All the encoders you list are byte oriented, and are thrown off by a few properties of doubles. For one there is the layout where the 12-bit exponent/sign doesn't really play well with byte boundaries, for other there's the noisiness of your input. The first part is easy to deal with in multitude of ways, the second will limit the effectiveness of any lossless compression that you throw at it. I think that even the best result will be less than amazing, i don't know your data but i'd suspect you can count on mere 25% save, more or less.
From the top of my head, and perhaps useless because you have thought of everything on this list...
Treat the stream as 64-bit integers and delta-encode adjacent values. If you have runs of values with the same exponent, it will effectively zero it out, as well as possibly some high mantissa bits. There will be overflows, but the data still needs only 64 bits and the operation can be reveresed.

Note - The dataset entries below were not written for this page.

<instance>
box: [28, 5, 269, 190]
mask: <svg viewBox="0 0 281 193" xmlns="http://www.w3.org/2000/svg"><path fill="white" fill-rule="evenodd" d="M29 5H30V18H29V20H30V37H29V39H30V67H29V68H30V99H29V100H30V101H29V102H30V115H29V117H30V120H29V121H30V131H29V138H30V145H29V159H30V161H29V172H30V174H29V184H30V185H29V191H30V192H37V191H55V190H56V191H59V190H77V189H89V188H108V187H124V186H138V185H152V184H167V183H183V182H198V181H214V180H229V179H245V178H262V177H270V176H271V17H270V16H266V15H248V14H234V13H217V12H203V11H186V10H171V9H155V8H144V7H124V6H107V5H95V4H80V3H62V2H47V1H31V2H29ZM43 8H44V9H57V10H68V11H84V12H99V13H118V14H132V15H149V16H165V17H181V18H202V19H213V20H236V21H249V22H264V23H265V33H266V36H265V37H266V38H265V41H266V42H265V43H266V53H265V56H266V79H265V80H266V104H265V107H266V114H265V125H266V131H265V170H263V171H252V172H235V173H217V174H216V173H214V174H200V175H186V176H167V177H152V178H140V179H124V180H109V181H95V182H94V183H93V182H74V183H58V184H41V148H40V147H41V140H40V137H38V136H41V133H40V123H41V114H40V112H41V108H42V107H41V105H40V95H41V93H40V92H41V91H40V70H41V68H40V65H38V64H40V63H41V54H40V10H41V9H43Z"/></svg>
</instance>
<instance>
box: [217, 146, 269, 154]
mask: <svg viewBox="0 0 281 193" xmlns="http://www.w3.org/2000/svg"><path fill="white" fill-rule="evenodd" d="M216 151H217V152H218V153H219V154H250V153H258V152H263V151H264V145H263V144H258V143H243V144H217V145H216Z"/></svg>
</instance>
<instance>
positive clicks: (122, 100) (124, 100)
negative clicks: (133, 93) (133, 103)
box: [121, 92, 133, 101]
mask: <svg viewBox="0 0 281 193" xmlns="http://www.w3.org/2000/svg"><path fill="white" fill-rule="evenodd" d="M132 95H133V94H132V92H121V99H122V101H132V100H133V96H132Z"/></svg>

At this stage you can optionally try some crude integer prediction, and save differences.
If you have followed the suggestion before, you will have almost half values starting with 000... and almost half with FFF... To eliminate that, rotate the value to the left (ROL) by 1 bit and XOR it with all Fs if the current LSB is 1. Reverse is XOR with Fs if LSB is 0 then ROR.
On the second thought simply XORing predictions to true values can be better than difference, because you don't have to do step 3 then.
You can try reordering bytes to group bytes with same significance together. Like, first all most significant bytes, and so on. At the very least you should get something like a massive run of zeroes with at most few bits of noise first.
Run through a generic compressor or even first RLE on the run of zeroes, then an entropy encoder, like huffman, or better, range encoder from 7zip/LZMA.
There is one good thing about your data, it is monotonous. There is a bad thing about your data: it's simply too small a set. How much do you want to save, mere kilobyes? what for? The compression effectiveness will suffer a lot if there is often exponent difference between adjacent values.
If you are processing large number of those data sets, you should consider using their similarity to compress them together better - perhaps interleave them at some stage. If you can live with some loss, zeroing out some least significant bytes might be a good idea - perhaps both on source data and on prediction so that you don't reintroduce noise there.